光明院は、東京都杉並区上荻二丁目に位置する真言宗豊山派の寺院です。奈良時代以前に創建されたと伝わり、杉並区内でも屈指の古刹として知られています。正式名称は「慈雲山荻寺光明院」であり、荻窪という地名の由来ともなった寺院です。
言い伝えによれば、奈良時代以前の和銅元年(708年)に、名僧・行基が作った仏像を背負って遊行していた僧がこの地を通りかかりました。その際、突然仏像が重くなり、運べなくなったため、僧は荻で草堂を作り、その仏像を安置しました。これが光明院の始まりとされています。当寺院はその後「荻寺」と呼ばれ、これが荻窪の地名のルーツとなりました。また、寺院付近の地名「四面道」や「堂前」も、光明院に由来すると言われています。
光明院の本尊である千手観音像は南北朝時代に作られたとされ、「荻窪の観音様」として地域の人々から厚く信仰されてきました。境内からは、同時代に作られたと見られる碑も発見されており、南北朝時代にはすでに寺院の基礎が固まっていたことがうかがえます。
光明院の本堂は天保11年(1840年)に火災に遭い、嘉永3年(1850年)に再建されました。しかし、甲武鉄道(現在の中央線快速)の建設に伴い、1888年(明治21年)に本堂は北側に移設され、さらに1969年(昭和44年)には現在の場所に移築されました。
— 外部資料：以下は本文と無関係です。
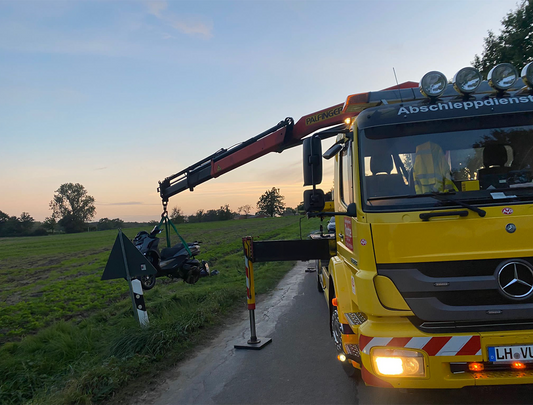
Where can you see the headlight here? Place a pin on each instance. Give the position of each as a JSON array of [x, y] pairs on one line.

現在の本堂は、天保11年の火災から10年後に再建されたもので、明治21年に甲武鉄道建設のため北へ移動し、その後昭和44年に現在の場所へ移築されました。本尊は推定南北朝時代作の千手観音座像で、地域の人々から「出逢い観音」として親しまれています。
光明院の大斎場で、最大150名を収容できる施設です。葬儀やイベントなど、さまざまな形態の利用が可能です。
24名以下での中規模の葬儀に適した斎場で、段差のないバリアフリー設計が特徴です。
最大8名まで利用可能な家族葬など小規模な葬儀に適した斎場です。
宗派を問わず、無宗教の方も利用できる納骨施設です。夫婦墓や家族墓など、多様な区画が用意されています。
閻魔大王を祀る堂で、本堂へ登る参拝者を見守っています。閻魔様は冥界の大王で、死者の生前の悪行を裁く存在とされています。
小張吉兵衛が建立した阿弥陀仏、観音菩薩、勢至菩薩の4体の石仏です。吉兵衛は両親と妻を失った悲しみを癒すためにこれらを建てたと言われ、当初は普通の表情をしていましたが、次第に悲しみの表情に変わり、最後には泣きべそをかいた顔になったと伝えられています。
光明院東門から境内に入った場所に位置する共同墓地で、どなたでもお参りが可能です。
光明院を東西に横切る自由通路で、周囲には季節の花が咲き、通行する人々を楽しませています。さらに、「荻窪」の地名の由来となった荻も自生しています。
光明院へのアクセスは、中央線快速・総武線各駅停車・丸ノ内線「荻窪駅」より徒歩3分です。また、専用駐車場も完備しています。